What's your point of view?
Updated: Jan 8
IN ANY GIVEN SETTING the human eye will automatically seek out the most interesting and intriguing thing in it. In a landscape our eye will look for the church spire; in a field we look at the cows; in a dark corner we look through the gap in the hedge to the field beyond. It isn’t always obvious, but some of the greatest gardens work well because they have given as much, if not more, attention to creating vistas and viewpoints as to the planting. These provide relief and contrast to the detail and mass of plants and the experience of both is improved by the presence of the other.
Any garden of any size and in any setting can include interesting viewpoints, but the setting determines whether these need to draw the eye inward, away from the boundary or outward to ‘borrow’ the view beyond. A fully open aspect works better with larger garden spaces that can stand up to the scale of the surrounding landscape, whereas with a smaller garden human scale is needed, achieved by framing the view with carefully placed trees or hedges. Small gaps in boundary walls, hedges or fences are particularly effective and inviting to look through.
Where the garden’s surroundings are not so attractive, focus needs to be drawn into the garden. Any kind of circular ground pattern is effective for holding attention, whether in the form of pond, lawn or border, but can make the garden feel static so may not be suitable in all cases. Installing structural plants, sculpture, statues or pots, as focal points in strategic positions around the garden are effective in creating interest and encouraging you to move through the garden. It’s important not to get carried away – less is definitely more in this case as too many elements (including surface materials) start to confuse and distract; the simpler the arrangement the more power it will have. Think of a long pool of water, edged simply with stone, or a neatly clipped lawn, or a gravel path through an arch tunnel.

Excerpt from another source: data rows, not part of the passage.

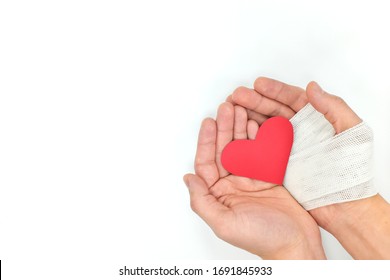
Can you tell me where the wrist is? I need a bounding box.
[261,238,326,260]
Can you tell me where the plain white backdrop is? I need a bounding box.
[0,0,390,279]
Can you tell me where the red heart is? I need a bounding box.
[221,117,294,185]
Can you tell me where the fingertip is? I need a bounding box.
[247,120,259,140]
[183,173,193,187]
[201,118,216,133]
[306,81,324,103]
[218,101,234,114]
[253,77,274,92]
[225,94,236,105]
[231,86,250,105]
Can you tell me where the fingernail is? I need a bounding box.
[183,175,190,188]
[314,82,324,94]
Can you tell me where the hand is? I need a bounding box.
[228,78,390,259]
[184,102,325,259]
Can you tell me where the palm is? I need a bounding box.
[210,175,318,257]
[187,103,321,258]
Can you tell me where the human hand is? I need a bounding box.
[228,78,390,258]
[184,102,325,259]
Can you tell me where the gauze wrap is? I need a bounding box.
[284,104,377,210]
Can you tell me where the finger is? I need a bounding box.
[195,118,219,187]
[254,77,308,112]
[247,120,259,140]
[184,174,229,231]
[246,109,268,125]
[216,102,234,177]
[232,87,295,119]
[226,94,236,105]
[306,82,362,134]
[233,106,248,139]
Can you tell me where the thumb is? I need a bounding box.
[306,82,362,134]
[183,174,229,231]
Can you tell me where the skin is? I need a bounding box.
[184,102,325,259]
[227,77,390,259]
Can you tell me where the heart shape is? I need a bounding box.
[221,117,294,185]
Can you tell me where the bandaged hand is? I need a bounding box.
[228,78,390,259]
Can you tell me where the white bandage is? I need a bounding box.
[284,104,377,210]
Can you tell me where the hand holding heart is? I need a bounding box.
[184,103,325,259]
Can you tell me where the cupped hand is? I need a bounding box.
[184,102,325,259]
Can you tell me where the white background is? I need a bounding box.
[0,0,390,279]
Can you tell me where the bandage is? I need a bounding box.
[283,104,377,210]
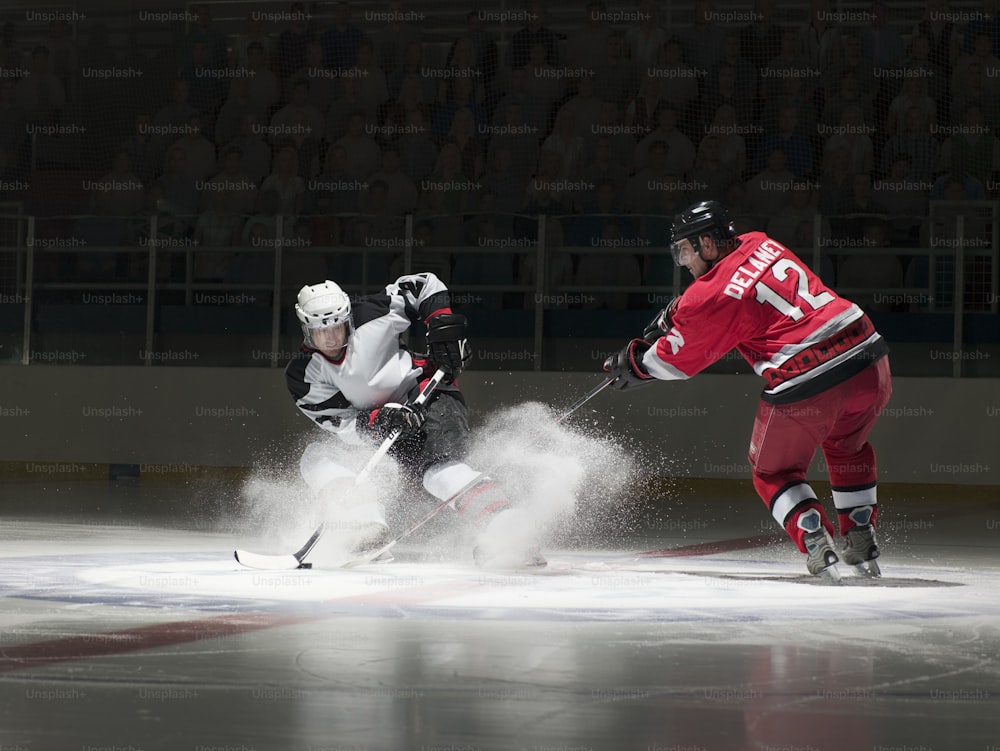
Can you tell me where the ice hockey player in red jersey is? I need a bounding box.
[604,201,892,578]
[285,273,545,568]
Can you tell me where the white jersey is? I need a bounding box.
[285,273,451,444]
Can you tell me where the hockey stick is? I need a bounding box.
[340,378,615,568]
[233,370,445,571]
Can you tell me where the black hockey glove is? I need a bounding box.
[356,402,425,441]
[427,313,472,383]
[642,297,680,343]
[604,339,656,391]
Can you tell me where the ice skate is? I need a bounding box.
[840,524,882,579]
[797,509,840,582]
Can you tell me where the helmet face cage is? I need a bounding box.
[295,281,354,349]
[670,201,736,266]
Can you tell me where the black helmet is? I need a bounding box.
[670,201,736,266]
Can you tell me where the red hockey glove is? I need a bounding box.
[427,313,472,383]
[355,402,425,440]
[604,339,656,391]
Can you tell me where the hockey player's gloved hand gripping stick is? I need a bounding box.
[233,370,446,570]
[342,378,615,568]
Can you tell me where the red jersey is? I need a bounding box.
[643,232,888,402]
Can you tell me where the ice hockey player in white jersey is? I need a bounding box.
[285,272,545,568]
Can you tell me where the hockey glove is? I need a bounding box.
[642,297,681,343]
[604,339,656,391]
[427,313,472,382]
[356,402,425,441]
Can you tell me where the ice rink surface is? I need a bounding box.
[0,480,1000,751]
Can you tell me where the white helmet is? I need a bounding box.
[295,279,354,347]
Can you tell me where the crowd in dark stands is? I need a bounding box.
[0,0,1000,308]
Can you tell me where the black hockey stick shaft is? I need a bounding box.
[268,369,445,563]
[343,378,615,568]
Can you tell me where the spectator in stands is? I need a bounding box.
[181,41,225,117]
[962,0,1000,57]
[180,3,227,68]
[622,141,680,214]
[745,146,795,226]
[361,145,417,216]
[274,3,312,80]
[268,79,326,144]
[157,146,198,229]
[319,1,364,72]
[628,68,669,138]
[821,30,885,103]
[201,146,257,216]
[223,112,271,183]
[858,2,906,70]
[227,11,270,72]
[120,112,159,185]
[648,38,707,115]
[306,146,365,214]
[938,103,1000,183]
[688,134,740,202]
[522,151,575,214]
[542,110,584,180]
[823,104,875,172]
[881,107,941,181]
[371,0,421,76]
[288,42,339,115]
[951,31,1000,96]
[164,114,215,182]
[14,45,66,125]
[493,68,548,134]
[635,104,697,175]
[740,0,782,71]
[333,112,382,180]
[950,63,1000,129]
[575,218,642,310]
[819,69,876,128]
[524,42,563,122]
[680,0,726,77]
[90,151,146,217]
[766,180,817,248]
[326,77,378,143]
[699,62,756,129]
[507,1,559,68]
[593,102,635,168]
[566,0,614,68]
[247,42,281,112]
[624,0,667,70]
[753,105,815,177]
[445,107,486,180]
[351,39,389,112]
[910,0,962,81]
[0,21,24,71]
[386,42,439,102]
[873,153,930,247]
[418,141,472,214]
[885,77,938,136]
[396,108,438,185]
[760,26,820,101]
[706,104,747,180]
[799,0,843,71]
[556,71,603,142]
[580,135,629,205]
[482,146,527,214]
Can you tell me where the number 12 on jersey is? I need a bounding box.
[754,258,836,321]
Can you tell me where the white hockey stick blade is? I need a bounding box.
[233,550,312,571]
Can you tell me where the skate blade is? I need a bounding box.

If starting from scratch, built structures such as arch tunnels, pergolas and arbours are handy for creating or screening views instantly, with or without a focal point at one end. Left empty, they are great for framing an attractive view whether nearby or distant. The style of the structure can create a focal point in its own right, so needs careful integration unless you want it to be the star of the show.
Built structures clearly cost to make or buy so if you are willing to be patient the cheaper option is to use planting – trees, topiary and grasses can all be used to great effect. In a mature garden careful reshaping of existing hedges, trees and borders can result in surprising new perspectives – sometimes it may be as simple as lifting the canopy of a tree or reducing the height of a hedge to open up a whole new world beyond.